Just below the ancient site is a mosque which commemorates the death of one of the companions of the prophet Mohammed, who fell in the battle in January 635 CE.

In 1596, during the Ottoman Empire, Kufr 'Awan was noted in the census as being located in the nahiya of Kure in the liwa of Ajloun. It had a population of 16 Muslim households and 7 Muslim bachelors. They paid a fixed tax-rate of 25% on various agricultural products, including wheat, barley, olive trees/vineyards/fruit trees, goats and beehives, in addition to occasional revenues; a total of 14,000 akçe.

In 1838 Kufr 'Awan's inhabitants were predominantly Sunni Muslims.

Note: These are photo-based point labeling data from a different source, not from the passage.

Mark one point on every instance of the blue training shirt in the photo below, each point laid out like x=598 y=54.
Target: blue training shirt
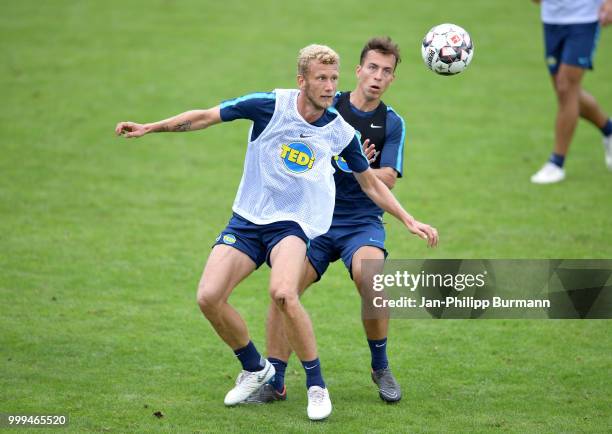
x=352 y=204
x=259 y=108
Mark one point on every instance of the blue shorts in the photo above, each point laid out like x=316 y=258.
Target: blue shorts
x=257 y=241
x=342 y=241
x=572 y=44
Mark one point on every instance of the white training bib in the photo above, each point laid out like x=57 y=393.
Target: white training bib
x=288 y=173
x=570 y=11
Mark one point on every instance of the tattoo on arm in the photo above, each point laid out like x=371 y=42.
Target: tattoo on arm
x=183 y=126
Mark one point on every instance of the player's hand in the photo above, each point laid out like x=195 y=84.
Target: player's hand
x=369 y=150
x=130 y=129
x=605 y=13
x=424 y=231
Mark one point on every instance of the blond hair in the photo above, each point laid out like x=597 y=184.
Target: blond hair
x=321 y=53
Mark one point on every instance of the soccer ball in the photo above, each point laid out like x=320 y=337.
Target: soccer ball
x=447 y=49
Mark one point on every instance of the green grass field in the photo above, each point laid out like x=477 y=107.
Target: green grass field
x=102 y=240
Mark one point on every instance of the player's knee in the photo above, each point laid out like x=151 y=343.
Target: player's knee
x=283 y=297
x=567 y=88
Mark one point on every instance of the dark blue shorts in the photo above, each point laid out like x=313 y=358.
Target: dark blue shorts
x=342 y=241
x=572 y=44
x=257 y=241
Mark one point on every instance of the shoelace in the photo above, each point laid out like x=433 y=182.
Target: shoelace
x=317 y=395
x=240 y=378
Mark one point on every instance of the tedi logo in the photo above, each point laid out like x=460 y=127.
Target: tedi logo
x=297 y=156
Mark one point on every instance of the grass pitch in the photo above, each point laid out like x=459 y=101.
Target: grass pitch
x=102 y=240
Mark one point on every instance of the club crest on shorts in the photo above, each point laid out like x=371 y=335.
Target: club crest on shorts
x=297 y=157
x=229 y=239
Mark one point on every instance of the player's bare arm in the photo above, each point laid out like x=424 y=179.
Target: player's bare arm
x=187 y=121
x=381 y=196
x=605 y=13
x=387 y=175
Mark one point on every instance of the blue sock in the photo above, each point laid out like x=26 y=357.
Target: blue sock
x=313 y=373
x=606 y=130
x=557 y=159
x=278 y=381
x=378 y=349
x=250 y=358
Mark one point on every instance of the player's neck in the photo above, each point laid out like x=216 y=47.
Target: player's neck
x=360 y=102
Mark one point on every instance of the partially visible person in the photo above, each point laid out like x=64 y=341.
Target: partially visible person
x=571 y=32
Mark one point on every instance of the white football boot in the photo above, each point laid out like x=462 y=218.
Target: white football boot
x=248 y=382
x=608 y=149
x=319 y=404
x=548 y=174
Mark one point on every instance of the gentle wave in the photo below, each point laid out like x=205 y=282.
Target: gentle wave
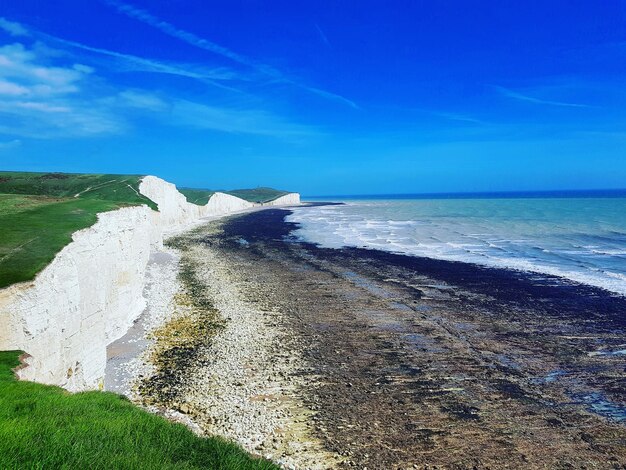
x=583 y=241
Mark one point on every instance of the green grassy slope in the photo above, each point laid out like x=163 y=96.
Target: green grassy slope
x=40 y=211
x=258 y=194
x=123 y=189
x=201 y=196
x=42 y=426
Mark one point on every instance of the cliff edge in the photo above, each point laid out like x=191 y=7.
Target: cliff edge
x=91 y=293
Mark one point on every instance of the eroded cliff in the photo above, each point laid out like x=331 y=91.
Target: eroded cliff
x=91 y=292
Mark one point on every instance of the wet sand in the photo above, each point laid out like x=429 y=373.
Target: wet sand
x=387 y=361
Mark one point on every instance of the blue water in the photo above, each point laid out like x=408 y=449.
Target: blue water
x=581 y=237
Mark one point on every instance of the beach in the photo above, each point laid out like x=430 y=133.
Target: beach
x=349 y=357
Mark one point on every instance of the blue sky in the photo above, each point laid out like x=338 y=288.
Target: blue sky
x=323 y=97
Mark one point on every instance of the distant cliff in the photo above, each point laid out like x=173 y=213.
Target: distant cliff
x=91 y=293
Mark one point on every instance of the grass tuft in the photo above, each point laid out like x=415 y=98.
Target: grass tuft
x=43 y=426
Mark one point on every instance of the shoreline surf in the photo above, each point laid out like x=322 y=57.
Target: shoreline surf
x=427 y=361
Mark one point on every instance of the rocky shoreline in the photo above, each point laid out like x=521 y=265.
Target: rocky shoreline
x=323 y=358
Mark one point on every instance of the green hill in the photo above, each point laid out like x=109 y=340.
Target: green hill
x=42 y=426
x=40 y=211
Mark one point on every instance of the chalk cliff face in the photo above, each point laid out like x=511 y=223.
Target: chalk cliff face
x=87 y=297
x=291 y=199
x=91 y=293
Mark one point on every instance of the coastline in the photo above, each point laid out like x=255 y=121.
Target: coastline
x=399 y=360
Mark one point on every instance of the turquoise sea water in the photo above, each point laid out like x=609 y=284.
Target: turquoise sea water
x=579 y=238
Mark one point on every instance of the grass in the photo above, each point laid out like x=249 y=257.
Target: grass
x=43 y=426
x=40 y=211
x=258 y=194
x=199 y=197
x=202 y=196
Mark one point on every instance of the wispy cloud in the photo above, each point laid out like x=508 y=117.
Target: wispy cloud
x=531 y=99
x=239 y=121
x=186 y=36
x=132 y=63
x=210 y=46
x=44 y=101
x=67 y=99
x=12 y=28
x=10 y=144
x=459 y=117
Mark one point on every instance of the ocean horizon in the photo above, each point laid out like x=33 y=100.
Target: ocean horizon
x=538 y=194
x=580 y=237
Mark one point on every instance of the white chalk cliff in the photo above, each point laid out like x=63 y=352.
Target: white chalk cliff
x=91 y=293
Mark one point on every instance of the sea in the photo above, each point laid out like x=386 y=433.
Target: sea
x=576 y=235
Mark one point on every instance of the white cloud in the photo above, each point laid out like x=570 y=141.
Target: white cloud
x=531 y=99
x=194 y=40
x=14 y=29
x=233 y=120
x=11 y=144
x=41 y=100
x=46 y=95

The Jordanian census of 1961 found 1,480 inhabitants in Kufr 'Awan.

== Population ==
The population of Kufr 'Awan was about 12,000 in 2011.
The most famous clans are:
1. Al Khashashneh
2. Al Dawagreh
3. Al Dhoun (or Al Dihny)
4. Al Amayreh

As of 2011, the town is served by a health center that provides comprehensive modern services to all citizens in the town and surrounding villages, a post office, two secondary and nine primary schools spread across all areas of the town. The number of mosques in the town were about 14 mosques, in four of which the Friday prayers are held. The town boundaries include a 12 km long railway.

==Economy==
There are many areas where people come to it from every place of rest and recreation, such as the Wadi Rayan (in the town of Jdita) and this valley is very close to this village and there is also a wooded area Borqush in the town of Kufr Rakeb.
In addition to the presence of multiple areas such as Al Mayser that is overlooking the Jordan Valley area of northern Jordan Valley, the West Bank and Palestine.
From the eastern Al Heash and Al hawey and Al Harsh which is located west of the village.

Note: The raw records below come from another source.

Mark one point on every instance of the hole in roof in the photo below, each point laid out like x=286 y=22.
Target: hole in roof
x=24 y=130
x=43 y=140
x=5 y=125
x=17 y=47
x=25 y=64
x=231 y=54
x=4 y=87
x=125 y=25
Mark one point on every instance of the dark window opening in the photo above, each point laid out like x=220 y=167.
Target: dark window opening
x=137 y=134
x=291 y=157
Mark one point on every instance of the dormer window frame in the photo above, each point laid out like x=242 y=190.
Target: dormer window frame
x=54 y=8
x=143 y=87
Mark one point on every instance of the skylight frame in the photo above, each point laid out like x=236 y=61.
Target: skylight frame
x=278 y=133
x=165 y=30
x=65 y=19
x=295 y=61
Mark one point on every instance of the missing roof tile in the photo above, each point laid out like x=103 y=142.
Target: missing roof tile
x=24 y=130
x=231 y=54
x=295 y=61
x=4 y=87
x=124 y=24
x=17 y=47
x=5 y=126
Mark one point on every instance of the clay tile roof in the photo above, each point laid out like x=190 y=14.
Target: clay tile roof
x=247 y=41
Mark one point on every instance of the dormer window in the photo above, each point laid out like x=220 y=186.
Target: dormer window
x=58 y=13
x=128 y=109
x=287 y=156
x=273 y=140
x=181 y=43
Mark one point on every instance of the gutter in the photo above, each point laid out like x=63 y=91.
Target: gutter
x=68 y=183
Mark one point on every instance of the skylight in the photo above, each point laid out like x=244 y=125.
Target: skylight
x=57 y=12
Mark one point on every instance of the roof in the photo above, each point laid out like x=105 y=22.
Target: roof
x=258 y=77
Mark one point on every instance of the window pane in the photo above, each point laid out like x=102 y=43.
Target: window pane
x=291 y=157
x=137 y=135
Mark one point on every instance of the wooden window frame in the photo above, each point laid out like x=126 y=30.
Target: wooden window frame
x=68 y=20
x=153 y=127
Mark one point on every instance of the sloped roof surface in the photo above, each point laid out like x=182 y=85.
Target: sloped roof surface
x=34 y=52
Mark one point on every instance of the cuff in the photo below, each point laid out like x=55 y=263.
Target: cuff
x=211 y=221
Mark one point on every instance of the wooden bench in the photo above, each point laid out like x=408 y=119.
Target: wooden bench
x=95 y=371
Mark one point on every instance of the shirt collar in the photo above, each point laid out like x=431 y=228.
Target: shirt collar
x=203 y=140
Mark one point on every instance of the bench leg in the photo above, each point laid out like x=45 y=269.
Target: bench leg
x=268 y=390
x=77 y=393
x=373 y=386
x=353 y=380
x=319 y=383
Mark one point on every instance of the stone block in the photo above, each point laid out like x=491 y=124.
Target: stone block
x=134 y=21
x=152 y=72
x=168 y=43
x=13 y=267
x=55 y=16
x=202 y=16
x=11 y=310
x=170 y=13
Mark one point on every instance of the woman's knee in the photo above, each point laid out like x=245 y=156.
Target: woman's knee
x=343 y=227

Kufr 'Awan is divided into neighborhoods include: Al 'Areed, Al harah, Assellam, Alqasabah, Al Hadeeqah, Aljaddoo'a, Main Triangle, Assenbatey, Al Jalamah and "Assahel and Al'arqoub" Areas where these are characterized by fertile soil and overlooking the land of Palestine.

The town Kufr 'Awan is famous for cultivate olives and figs and modern olive presses, and one of the oldest olive mills in Jordan that still works to present day.

Most of the people of the town Kufr 'Awan work in Government jobs, especially the Jordan Armed Forces and the Ministry of Education and the Ministry of Health, as well as in agriculture.